In Balancer's case, this paradox is destructive. Aura Finance became the largest holder of veBAL and the de facto governance layer. However, due to the lack of other strong competitors, a malicious large holder (Humpy) independently accumulated 35% of veBAL and extracted emissions by gaming the measurement constraints.

In PancakeSwap's case, Magpie Finance and its aggregators captured measurement votes through bribery and directed emissions towards pools that create extremely low value for PancakeSwap.

The ve token model requires locking capital to function, but the inefficiency of locked capital leads to mediators that unlock capital, and in the process, they concentrate governance power that should be dispersed. The model creates conditions for its own capture.

Curve's Rebuttal: Why the ve Token Model Remains Important

Curve concludes that the number of continuously locked tokens of veCRV is approximately three times the number of tokens that would have been removed by comparable burning mechanisms.

https://news.curve.finance/beyond-burn-why-vecrv-unlocks-sustainable-tokenomics-for-curve/

The scarcity based on locking is structurally more profound than the scarcity based on burning, as it simultaneously generates governance participation, fee distribution, and liquidity coordination, rather than merely a reduction in supply.

In 2025, Curve's DAO removed the veCRV whitelist, expanding participation rights in DAO governance. The protocol's metrics also performed excellently:

  • Trading volume grew from $119 billion in 2024 to $126 billion in 2025
  • Pool interactions more than doubled, reaching 25.2 million transactions
  • Curve's share of fees from Ethereum DEX increased from 1.6% at the start of 2025 to 44% in December, a growth of 27.5 times

However, it is important to see the counterpoint: Curve occupies a unique position as the core pillar of stablecoin liquidity on Ethereum, and 2025 is a year of significant development for stablecoins. There exists a genuine, market-driven, organic demand for measures to guide liquidity.

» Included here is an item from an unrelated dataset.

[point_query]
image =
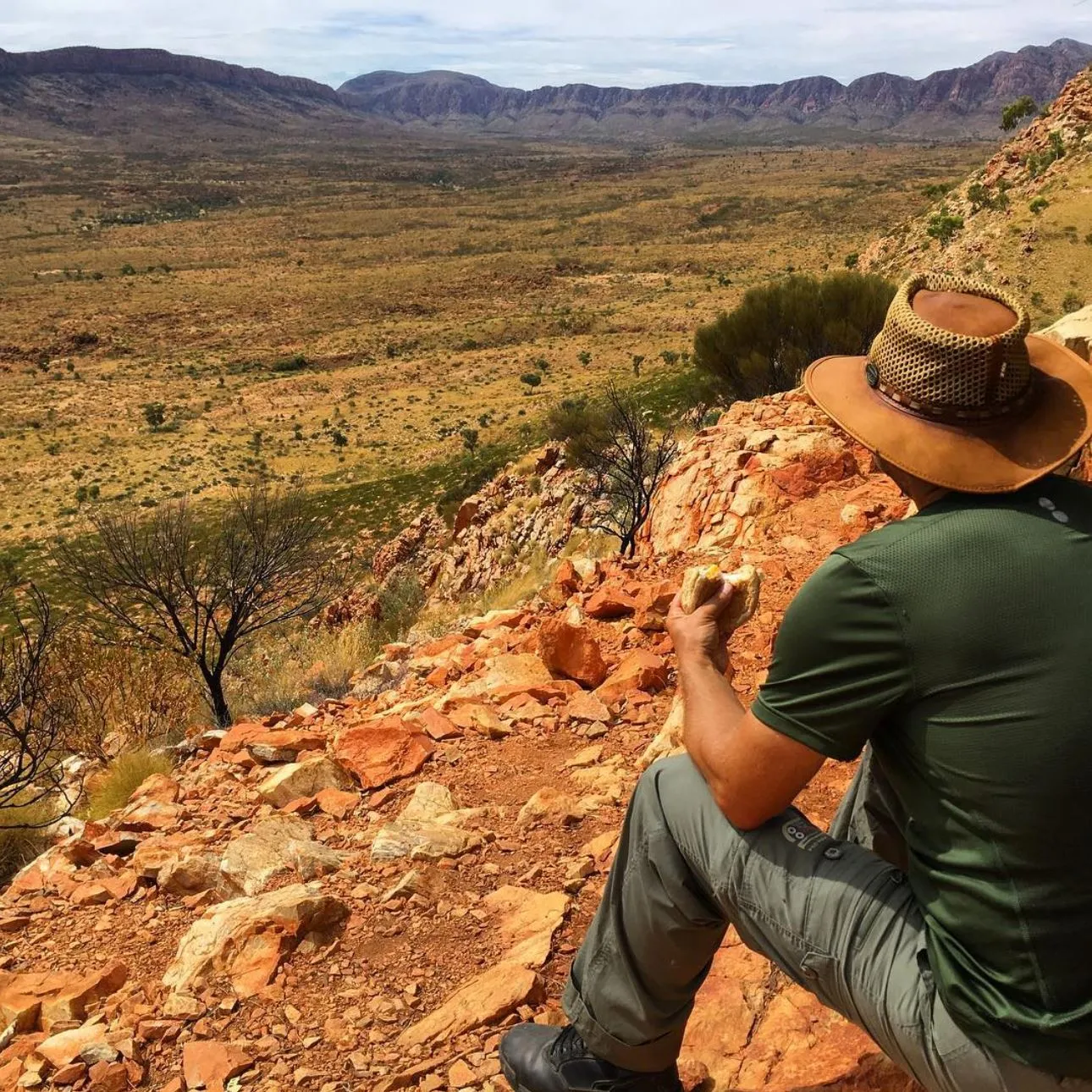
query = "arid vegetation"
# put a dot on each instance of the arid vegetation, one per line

Stablecoin issuers like Ethena structurally need Curve pools. This creates a bribe market based on real economic value.

The three protocols that have moved away from the ve token model do not possess this condition. Pendle's value proposition is yield trading, not liquidity coordination. PancakeSwap is a multi-chain DEX. Balancer is a programmable pool. They lack structural reasons for external protocols to compete for their measurement emissions.

Conclusion

The ve token model is not universally failing. Curve's veCRV and Aerodrome's ve(3,3) are still thriving.

But the model only works where the measured-guided emissions can create genuine economic demand for liquidity. Meanwhile, other protocols are opting for revenue-supported buyback, deflationary supply mechanisms, or liquidity governance tokens as alternatives to the ve token model.

Perhaps DeFi has reached a point where a new incentive mechanism is needed, one that should benefit both the long-term interests of the protocols and the token holders.